While visiting her friend Isaac (Asa Butterfield), an electronics nerd who lives in the basement, Kayla discovers a copy of CURS>R amid the junk piled up at his place. Noticing that the game promises a sizable cash reward to anyone who gets through all its levels, she decides to start it up.
Bad idea. The game can not only somehow see her present circumstances, but force her to make awful choices that harm the people around her, inflicting pain if she refuses to play. Eventually she convinces Isaac about what’s happening, and after a weird episode in which she must choose between saving him or a maniacal version of Isaac, they figure out a way to track the game to its original source. When they find a tape of its creator Beck (Joe Bolland) offering a goofy explanation of how it came to be and what its purpose is, they’re unable to prevent another tragedy.
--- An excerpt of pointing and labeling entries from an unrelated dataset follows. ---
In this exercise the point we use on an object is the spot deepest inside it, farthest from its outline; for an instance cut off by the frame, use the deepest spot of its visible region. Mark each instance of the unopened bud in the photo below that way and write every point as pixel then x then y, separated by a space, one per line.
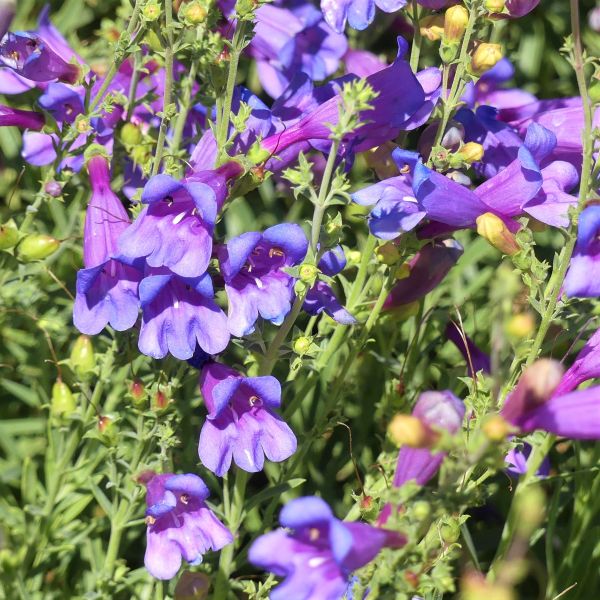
pixel 432 27
pixel 495 6
pixel 520 326
pixel 388 254
pixel 485 57
pixel 406 430
pixel 37 247
pixel 302 345
pixel 471 152
pixel 495 231
pixel 62 401
pixel 496 429
pixel 456 20
pixel 9 235
pixel 82 356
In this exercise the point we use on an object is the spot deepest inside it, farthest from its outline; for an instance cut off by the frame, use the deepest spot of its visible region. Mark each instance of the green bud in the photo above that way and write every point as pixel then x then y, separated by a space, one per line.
pixel 82 356
pixel 37 247
pixel 302 345
pixel 9 235
pixel 308 273
pixel 131 134
pixel 63 402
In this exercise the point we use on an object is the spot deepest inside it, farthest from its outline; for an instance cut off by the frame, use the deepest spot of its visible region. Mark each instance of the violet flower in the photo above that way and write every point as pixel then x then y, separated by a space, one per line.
pixel 287 41
pixel 31 57
pixel 175 229
pixel 316 553
pixel 358 13
pixel 24 119
pixel 180 524
pixel 436 411
pixel 583 277
pixel 106 289
pixel 256 283
pixel 242 424
pixel 178 314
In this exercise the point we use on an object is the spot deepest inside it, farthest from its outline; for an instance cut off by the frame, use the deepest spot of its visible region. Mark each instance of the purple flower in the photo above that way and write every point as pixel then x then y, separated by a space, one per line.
pixel 24 119
pixel 289 41
pixel 427 270
pixel 321 298
pixel 30 56
pixel 179 313
pixel 435 410
pixel 583 276
pixel 252 265
pixel 180 524
pixel 242 423
pixel 316 553
pixel 358 13
pixel 175 229
pixel 106 289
The game then directs Kayla to confront Hal, and the two battle it out at his home, a fight in which, for some reason, each is able to inflict on the other whatever pain he or she suffers. Kayla not only wins the struggle but control of the game, which she uses to wreak righteous vengeance on malefactors. First in line: Lance.
In the end what Beck wrought, how he managed is, and what results are matters of a screenplay doing whatever is necessary at any moment to afford the opportunity for some new shock, grisly effect or supposedly creepy threat. Throughout Evans manages to maintain sympathy as well as a commendably straight face, but Butterfield is wasted in the role of jittery, infatuated sidekick. Of the others only the indefatigable Marsan makes much of an impression, though not a terribly favorable one. Horror icon Robert Englund shows up, though doesn’t appear, as the game’s voice. Meakins and editors Tommy Boulding and Mark Towns too often confuses turgidity for suspense, and the team of production designer Anna Papa and cinematographer Catherine Derry can’t disguises the cheapness of the settings.
“Choose or Die” might encourage you to think back to 1983, when “WarGames” ended with a salutary observation about Pentagon nuclear war simulations—“the only winning move is not to play.” That certainly applies to CURS>R, but with a slight alteration it applies to the movie as well: the only winning move is not to watch.